Graa, I reinserted the mailing lists there to the CCs, it may
be good for those guys too to be able to share whatever
hints they may have :P

On Fri, Jul 08, 2005 at 05:07:51PM +0300, Pauli Borodulin wrote:
>>It's a lot better than the VGA console which requires me
>>to plug in the 100MBps connection at the office, until
>>I get around to looking into a VNC connection which is
>>still mostly useless if telnet would work.
>
>Nice connection you have there. We're using the DRAC4 web management for 
>graphical remote console access, and it works quite nicely even over 

As do we.
And that's a placebo effect for sure, the wlan should be able to
handle this ;)

>10Mbps. And hey, anyways, you only need it in some special occasions. I 
>haven't seen any problems with USB. We are only using 32-bit.

I'm just mystified that an identical setup works.

I figured I'd upgrade the DRAC 4/I bios, as 1.20 is installed
and 1.30 is out, for what it's worth, but Red Hat seems to ship
some el mysterioso lockfile thing that I have to find somewhere...

>There are some nasty 64-bit problems in Linux. I wouldn't be surprised 
>if it's the reason for your grief. Some Opteron people are depressed 
>with the situation.

Perfect.

>I read the file 
>http://mjt.nysv.org/kernelbugfest/netconsole_panic_2.6.12.2 thru'. Do 
>you have some kind of watchdog enabled? I have seen the "NMI Watchdog 
>detected LOCKUP on CPU0" message during bootup as a symptom for broken 
>watchdog stuff on 64-bit x86 servers. Try "nmi_watchdog=0" as kernel 

Maybe I should clean the kernel conf up a bit, but nmi_watchdog=0
if it disables everythin a-ok didn't help :P

>parameter. If that doesn't help, try disabling all watchdogs from the 
>kernel.
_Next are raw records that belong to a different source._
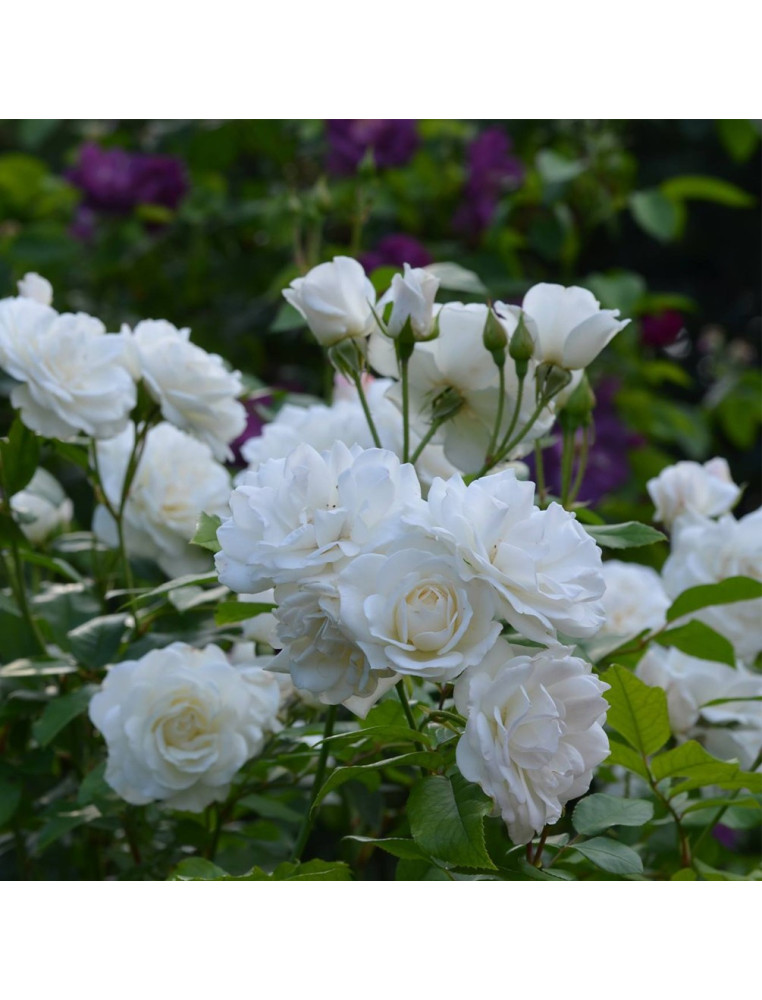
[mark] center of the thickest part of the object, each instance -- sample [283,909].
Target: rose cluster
[374,583]
[718,704]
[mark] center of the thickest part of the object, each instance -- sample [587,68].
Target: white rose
[344,420]
[74,377]
[320,425]
[195,390]
[458,362]
[543,566]
[634,600]
[177,478]
[34,286]
[319,655]
[688,487]
[412,296]
[732,729]
[568,325]
[707,551]
[534,733]
[335,299]
[42,507]
[409,609]
[179,723]
[260,628]
[268,690]
[297,517]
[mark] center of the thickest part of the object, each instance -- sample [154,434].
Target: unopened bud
[446,404]
[551,380]
[495,338]
[521,347]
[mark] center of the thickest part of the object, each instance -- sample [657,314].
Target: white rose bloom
[179,723]
[177,478]
[730,730]
[457,361]
[195,390]
[688,487]
[408,608]
[707,551]
[74,377]
[261,628]
[412,296]
[42,507]
[634,600]
[320,426]
[568,326]
[534,733]
[321,658]
[34,286]
[335,299]
[297,517]
[269,690]
[543,566]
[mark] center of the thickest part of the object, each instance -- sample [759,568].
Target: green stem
[539,471]
[306,827]
[722,810]
[404,362]
[499,415]
[357,379]
[18,587]
[436,424]
[402,693]
[581,465]
[567,463]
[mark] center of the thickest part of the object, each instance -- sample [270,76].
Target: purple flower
[255,421]
[115,180]
[392,141]
[394,251]
[661,329]
[607,468]
[492,169]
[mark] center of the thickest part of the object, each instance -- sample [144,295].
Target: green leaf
[447,820]
[734,588]
[200,870]
[418,758]
[59,713]
[229,612]
[700,188]
[456,278]
[699,640]
[658,215]
[740,136]
[610,855]
[64,823]
[691,761]
[637,711]
[19,457]
[189,580]
[206,532]
[596,813]
[38,666]
[96,642]
[557,169]
[399,847]
[10,796]
[628,758]
[197,870]
[628,535]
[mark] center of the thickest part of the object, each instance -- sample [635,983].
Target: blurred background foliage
[204,222]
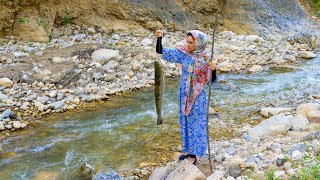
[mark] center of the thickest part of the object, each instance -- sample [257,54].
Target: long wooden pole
[208,102]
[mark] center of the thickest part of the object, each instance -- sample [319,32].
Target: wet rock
[186,170]
[314,116]
[104,176]
[304,109]
[255,68]
[159,173]
[16,124]
[3,98]
[6,114]
[146,42]
[296,155]
[216,175]
[278,124]
[43,99]
[307,54]
[87,170]
[267,112]
[298,123]
[103,56]
[6,82]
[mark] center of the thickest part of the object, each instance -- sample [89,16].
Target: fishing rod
[210,77]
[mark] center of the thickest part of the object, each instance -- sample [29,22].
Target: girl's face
[191,44]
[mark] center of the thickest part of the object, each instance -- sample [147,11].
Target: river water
[121,133]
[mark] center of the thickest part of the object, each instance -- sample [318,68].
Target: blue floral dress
[193,128]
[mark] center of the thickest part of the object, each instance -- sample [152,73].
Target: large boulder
[187,171]
[103,56]
[278,124]
[6,82]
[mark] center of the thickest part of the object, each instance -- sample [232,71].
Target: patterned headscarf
[198,71]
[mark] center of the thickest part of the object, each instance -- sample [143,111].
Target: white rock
[6,82]
[53,93]
[267,112]
[186,171]
[216,175]
[103,56]
[314,116]
[255,68]
[296,155]
[278,124]
[2,127]
[43,99]
[146,42]
[298,123]
[159,173]
[115,37]
[16,124]
[57,60]
[307,54]
[253,38]
[304,109]
[225,66]
[40,53]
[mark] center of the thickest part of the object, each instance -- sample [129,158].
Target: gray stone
[6,114]
[300,147]
[159,173]
[43,99]
[3,98]
[103,56]
[235,170]
[6,82]
[104,176]
[187,171]
[231,151]
[278,124]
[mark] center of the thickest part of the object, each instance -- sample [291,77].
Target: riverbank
[54,81]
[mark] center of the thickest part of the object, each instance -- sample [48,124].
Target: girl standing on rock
[192,98]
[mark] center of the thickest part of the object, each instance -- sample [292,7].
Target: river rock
[43,99]
[298,123]
[104,176]
[159,173]
[3,98]
[16,124]
[103,56]
[307,54]
[187,171]
[314,116]
[255,68]
[87,170]
[6,114]
[6,82]
[216,175]
[304,109]
[225,66]
[278,124]
[146,42]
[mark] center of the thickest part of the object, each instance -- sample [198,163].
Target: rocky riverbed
[83,65]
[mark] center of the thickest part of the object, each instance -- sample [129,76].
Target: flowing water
[121,133]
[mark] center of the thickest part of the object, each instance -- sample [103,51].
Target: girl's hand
[158,33]
[212,65]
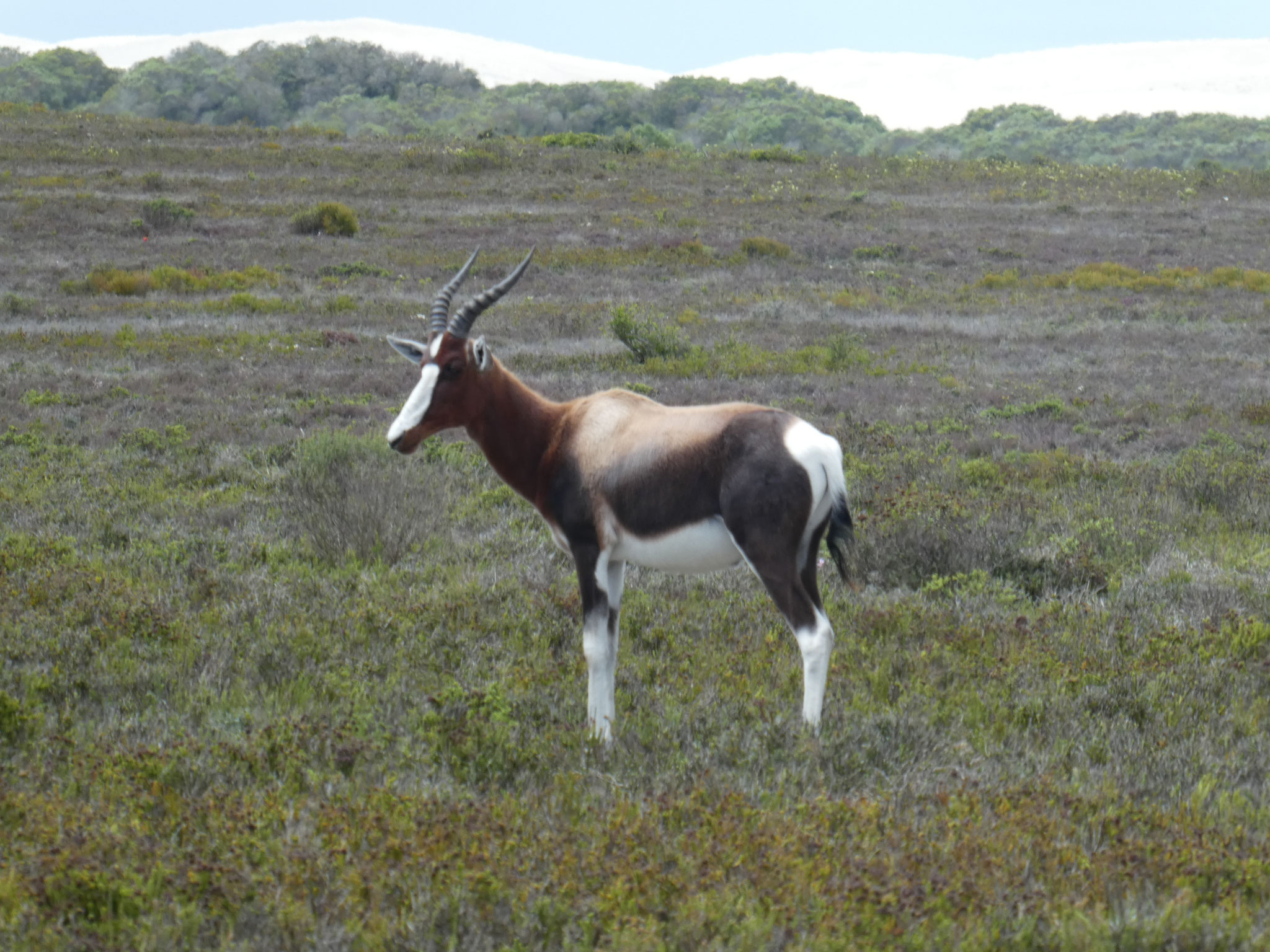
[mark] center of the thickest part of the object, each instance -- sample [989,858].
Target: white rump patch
[822,457]
[417,405]
[701,547]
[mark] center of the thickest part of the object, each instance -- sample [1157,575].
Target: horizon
[700,38]
[907,92]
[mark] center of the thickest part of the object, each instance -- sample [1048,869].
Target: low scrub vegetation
[326,219]
[267,684]
[106,280]
[1109,276]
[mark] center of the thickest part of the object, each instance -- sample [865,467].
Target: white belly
[701,547]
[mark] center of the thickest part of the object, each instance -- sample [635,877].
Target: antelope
[621,479]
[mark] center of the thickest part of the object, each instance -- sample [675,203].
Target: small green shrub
[625,144]
[356,270]
[993,281]
[573,140]
[776,154]
[646,338]
[761,247]
[474,734]
[1050,407]
[851,298]
[350,495]
[1258,414]
[874,252]
[326,219]
[166,214]
[18,305]
[16,720]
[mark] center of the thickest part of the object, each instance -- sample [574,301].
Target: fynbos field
[267,684]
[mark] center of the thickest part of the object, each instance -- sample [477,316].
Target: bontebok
[621,479]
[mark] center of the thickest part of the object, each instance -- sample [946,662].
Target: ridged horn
[441,305]
[463,320]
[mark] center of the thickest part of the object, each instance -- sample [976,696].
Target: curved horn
[441,305]
[463,320]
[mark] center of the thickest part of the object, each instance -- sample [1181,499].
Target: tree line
[362,89]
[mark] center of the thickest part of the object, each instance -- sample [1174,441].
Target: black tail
[841,536]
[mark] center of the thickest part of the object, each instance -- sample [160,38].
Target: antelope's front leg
[598,638]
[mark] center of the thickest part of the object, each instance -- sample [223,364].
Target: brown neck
[516,428]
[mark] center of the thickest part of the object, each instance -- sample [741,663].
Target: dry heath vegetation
[266,685]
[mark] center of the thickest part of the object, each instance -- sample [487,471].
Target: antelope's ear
[411,350]
[482,357]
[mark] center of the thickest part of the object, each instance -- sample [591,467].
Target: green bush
[16,720]
[874,252]
[326,219]
[646,338]
[19,305]
[776,154]
[353,495]
[166,214]
[761,247]
[573,140]
[356,270]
Also you could try adding "noapic" as kernel parameter on boot. 
>Collect some output and report back :-)

noapic and friends didn't help.

http://mjt.nysv.org/kernelbugfest/usb_bug_2_2.6.12.2
http://mjt.nysv.org/kernelbugfest/usb_bug_2_2.6.12.2.ksymoops

What does the old poke_blanked_console refer to?
I just rebooted the box with console=ttyS0,9600 as well (removed
above) and I still didn't see any issues.

Am I to assume pci=routeirq is truly so deprecated I shouldn't
bother with it even?

What's up with nmi_watchdog=0 and testing NMI watchdog ... CPU#0: NMI appears
to be stuck (0->0)! anyway?

Any hints on why the telnet interface spews only à at me after grub,
that or nothing?

I'd _really_ hate to launch these boxes 32-bit or without
working remote administration, so I'll still do a bit more
work but this is starting to suck :>

I'm sure no one has any guarantees this'll just be fixed in the
future and I can launch with 64 bits and schedule a reboot
later on...

Thanks!

And here's the ksymoops-decoded output:

ksymoops 2.4.9 on x86_64 2.6.12.2-amd64.  Options used
     -V (default)
     -k /proc/ksyms (default)
     -l /proc/modules (default)
     -o /lib/modules/2.6.12.2-amd64/ (default)
     -m /boot/System.map-2.6.12.2-amd64 (default)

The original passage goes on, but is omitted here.